Claire Taylor is an independent journalist who writes for a number of farming and metropolitan publications in the United Kingdom.
Her Nuffield project is called Turning the Tide on the Anti-Farming Agenda, which she hopes will help farmers to step outside the agricultural echo chamber and better communicate with members of the public, media and politicians, to ensure their voices are not only heard but valued.
“Over the years a lot of farmers have said to me there’s a growing anti-farming agenda,” Taylor told the Farmers Weekly In Focus podcast.
“And my own opinion of that was definitely that farming was being scrutinised a lot more in terms of its environmental impacts. But for me that scrutiny isn’t just happening in farming, it’s happening in every sector.”
Through her travels she hopes to uncover how the farming narrative is changing.
“It is obviously quite early days, and I’ve got quite a bit of travel yet to do, but it’s really opened up a fascinating conversation about whether or not farming is really having open dialogues, open communications.
“Farming is very much focused on its own doorstep. Most countries think they’re the best producers, they’ve got the best standards, everything’s focused on their own issues.
“But the scale of change that’s required globally, in terms of the climate and nature and food security – farmers pay a huge part in that. But I don’t think farmers are really realising their part in that yet. And they’re also not realising the collaborative dialogue that is needed.
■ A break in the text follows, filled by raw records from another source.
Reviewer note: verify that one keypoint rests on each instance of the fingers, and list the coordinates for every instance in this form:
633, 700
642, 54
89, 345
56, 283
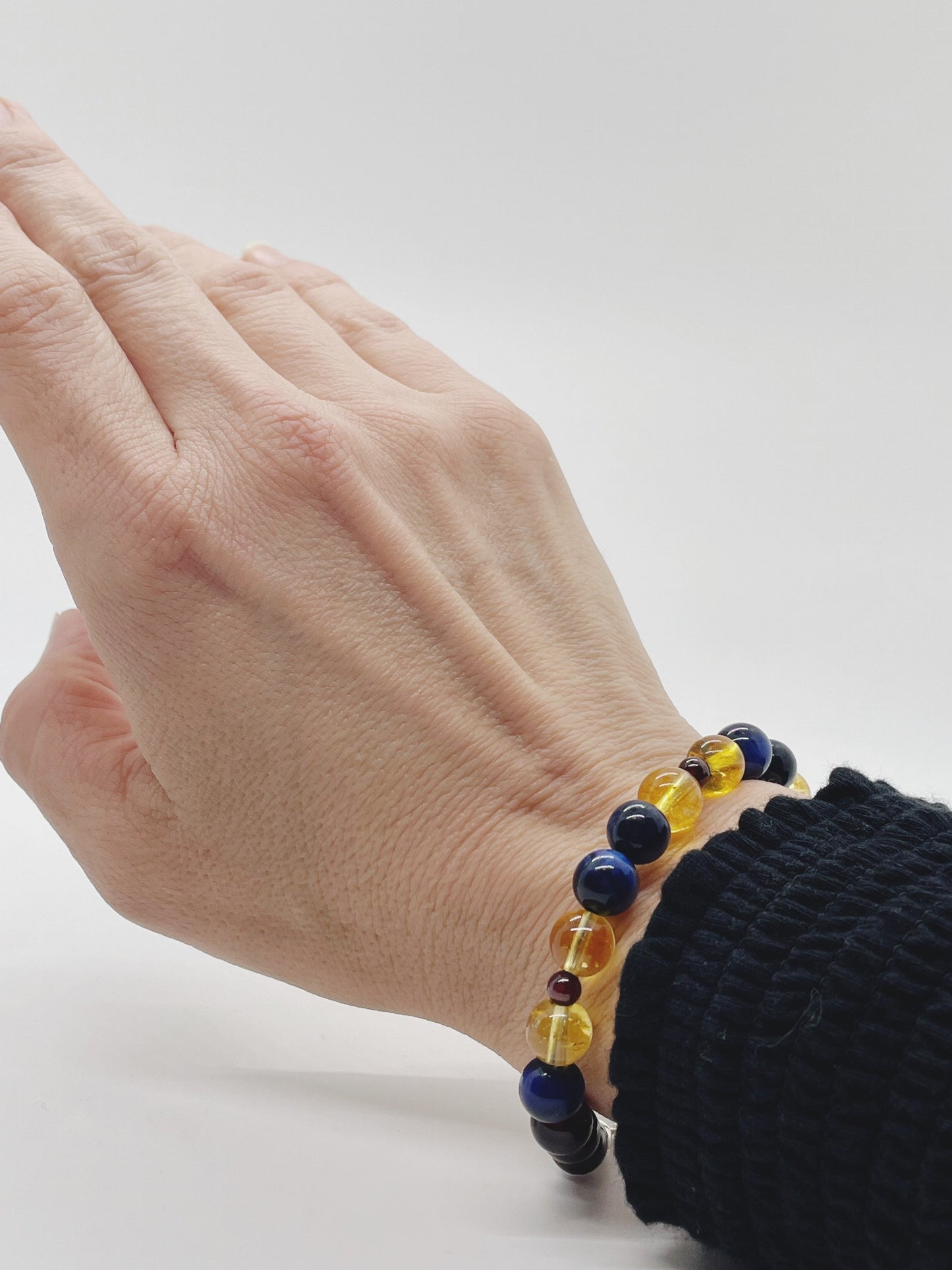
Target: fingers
378, 337
74, 409
67, 741
172, 335
276, 323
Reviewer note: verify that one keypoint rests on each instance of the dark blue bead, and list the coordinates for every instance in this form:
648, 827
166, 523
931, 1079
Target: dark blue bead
551, 1094
590, 1163
605, 882
754, 746
571, 1140
783, 765
639, 831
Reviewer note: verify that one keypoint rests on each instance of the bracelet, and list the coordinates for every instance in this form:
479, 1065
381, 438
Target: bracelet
669, 801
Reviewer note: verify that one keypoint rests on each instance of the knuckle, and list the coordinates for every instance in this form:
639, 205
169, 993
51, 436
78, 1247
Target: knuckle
503, 432
34, 301
304, 442
310, 450
237, 279
113, 252
353, 324
26, 149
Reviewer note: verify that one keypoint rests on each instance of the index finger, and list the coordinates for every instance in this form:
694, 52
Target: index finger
71, 404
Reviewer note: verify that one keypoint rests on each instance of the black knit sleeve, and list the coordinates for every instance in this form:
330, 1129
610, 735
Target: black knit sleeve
783, 1038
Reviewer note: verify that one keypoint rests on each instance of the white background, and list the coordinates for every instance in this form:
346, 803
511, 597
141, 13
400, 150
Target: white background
708, 246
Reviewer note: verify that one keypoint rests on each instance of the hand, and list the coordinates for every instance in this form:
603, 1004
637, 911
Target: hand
352, 689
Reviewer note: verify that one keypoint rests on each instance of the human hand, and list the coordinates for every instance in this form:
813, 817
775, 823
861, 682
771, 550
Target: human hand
352, 689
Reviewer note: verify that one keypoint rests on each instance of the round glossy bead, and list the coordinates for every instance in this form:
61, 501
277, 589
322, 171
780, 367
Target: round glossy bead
559, 1034
564, 989
568, 1140
783, 765
675, 794
756, 747
639, 831
605, 882
551, 1094
582, 942
696, 767
725, 760
590, 1163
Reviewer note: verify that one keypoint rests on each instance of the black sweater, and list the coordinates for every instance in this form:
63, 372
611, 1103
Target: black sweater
783, 1038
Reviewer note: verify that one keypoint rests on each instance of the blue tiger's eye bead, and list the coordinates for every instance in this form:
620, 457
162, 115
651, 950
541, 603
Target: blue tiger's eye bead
590, 1163
754, 746
605, 882
571, 1140
551, 1094
640, 831
783, 765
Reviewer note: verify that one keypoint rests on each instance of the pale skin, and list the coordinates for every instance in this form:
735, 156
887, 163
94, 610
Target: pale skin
348, 689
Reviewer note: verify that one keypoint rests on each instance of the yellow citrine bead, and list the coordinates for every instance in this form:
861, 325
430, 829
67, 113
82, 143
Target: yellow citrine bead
582, 942
727, 763
675, 794
559, 1034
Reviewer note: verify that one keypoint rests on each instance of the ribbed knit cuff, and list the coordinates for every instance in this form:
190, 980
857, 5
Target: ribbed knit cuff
783, 1037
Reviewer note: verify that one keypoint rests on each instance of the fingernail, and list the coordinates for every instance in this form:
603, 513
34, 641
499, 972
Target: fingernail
263, 253
61, 629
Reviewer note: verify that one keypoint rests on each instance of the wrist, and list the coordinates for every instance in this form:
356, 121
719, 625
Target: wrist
532, 890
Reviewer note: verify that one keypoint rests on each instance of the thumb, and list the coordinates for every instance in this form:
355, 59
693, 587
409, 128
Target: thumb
68, 742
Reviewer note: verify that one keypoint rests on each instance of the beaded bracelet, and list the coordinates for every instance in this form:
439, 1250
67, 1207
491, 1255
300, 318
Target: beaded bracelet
551, 1087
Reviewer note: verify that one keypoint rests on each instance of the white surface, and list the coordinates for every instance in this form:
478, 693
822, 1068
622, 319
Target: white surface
708, 246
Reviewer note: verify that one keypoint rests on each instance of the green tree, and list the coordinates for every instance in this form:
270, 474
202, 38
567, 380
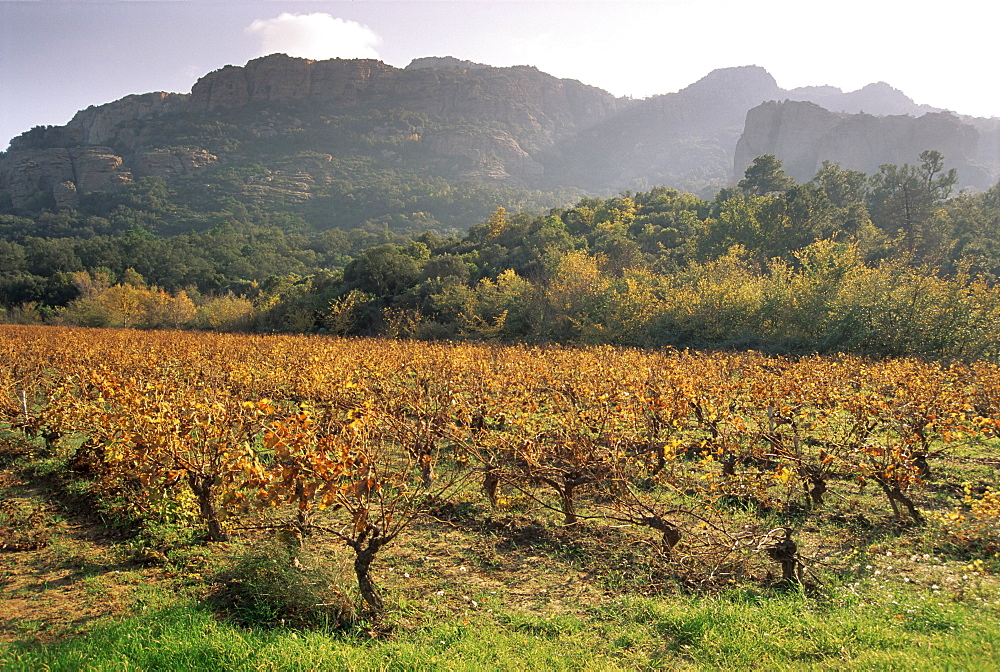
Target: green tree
765, 176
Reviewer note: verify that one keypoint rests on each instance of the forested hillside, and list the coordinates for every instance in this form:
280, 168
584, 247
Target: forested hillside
889, 263
455, 200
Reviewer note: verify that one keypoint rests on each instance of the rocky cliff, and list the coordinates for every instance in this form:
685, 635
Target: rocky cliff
460, 121
803, 135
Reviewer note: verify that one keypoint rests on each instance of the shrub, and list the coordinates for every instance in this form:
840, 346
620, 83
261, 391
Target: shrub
274, 584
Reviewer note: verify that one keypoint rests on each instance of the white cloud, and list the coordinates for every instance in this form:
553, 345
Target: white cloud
317, 36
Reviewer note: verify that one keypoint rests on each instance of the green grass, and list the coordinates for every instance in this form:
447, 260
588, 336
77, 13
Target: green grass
861, 627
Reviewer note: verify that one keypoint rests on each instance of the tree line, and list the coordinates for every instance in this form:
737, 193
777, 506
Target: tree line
890, 263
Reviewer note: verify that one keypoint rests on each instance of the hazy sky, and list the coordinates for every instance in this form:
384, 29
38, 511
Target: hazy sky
59, 56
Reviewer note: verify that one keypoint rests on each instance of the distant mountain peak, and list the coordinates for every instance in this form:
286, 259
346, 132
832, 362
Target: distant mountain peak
442, 62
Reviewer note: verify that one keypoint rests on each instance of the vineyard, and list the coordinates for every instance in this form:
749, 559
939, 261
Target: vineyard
711, 470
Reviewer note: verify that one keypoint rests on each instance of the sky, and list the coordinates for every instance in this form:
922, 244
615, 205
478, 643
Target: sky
60, 56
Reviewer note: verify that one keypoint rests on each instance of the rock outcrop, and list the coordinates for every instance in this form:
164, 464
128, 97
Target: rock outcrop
459, 120
62, 173
878, 98
118, 124
167, 163
803, 135
282, 78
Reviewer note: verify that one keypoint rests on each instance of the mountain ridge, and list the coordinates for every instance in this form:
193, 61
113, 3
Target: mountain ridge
441, 116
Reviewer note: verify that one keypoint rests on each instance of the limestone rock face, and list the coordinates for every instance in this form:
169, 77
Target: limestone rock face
803, 135
282, 78
444, 62
61, 172
33, 172
115, 124
66, 195
496, 156
98, 169
167, 163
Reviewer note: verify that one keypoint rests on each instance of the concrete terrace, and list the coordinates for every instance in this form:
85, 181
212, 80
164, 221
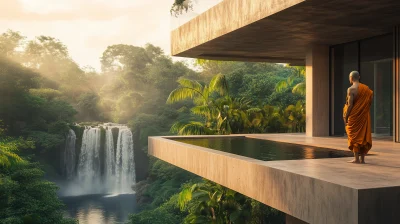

“It’s not just about improving in their country; it is a much bigger picture than that.”
The UK farming sector, like New Zealand’s, is often preoccupied with arguing with itself about what system is best for the economy and the environment.
“We have a big regenerative farming movement, growing agro ecology, we’ve always had organic and then you’ve got conventional farming systems.
“All these things can be really great farming systems, but they’re all mudslinging at one another and what that does is present a picture to the government and the public.
“So for me it’s a case of asking farmers to be more considerate and open to accepting differences, but also working together to actually accelerate the pace of change that is needed.”
Taylor said developed countries are privileged to be able to discuss sustainability, as developing nations still grapple with issues of food security, yields and post-harvest losses.
As for the path forward, Taylor said farmers need to seize control of narrative and plot their own path – one that’s in line with social progress.
“We can’t afford to be reactive, we’ve got to be doing things proactively now.
“It’s about not waiting for policy to be written for us and then moaning about policy, but actually identifying changes you can make now that are not only good for the environment, but good for your bottom line. How do we build that infrastructure and get ahead of government?”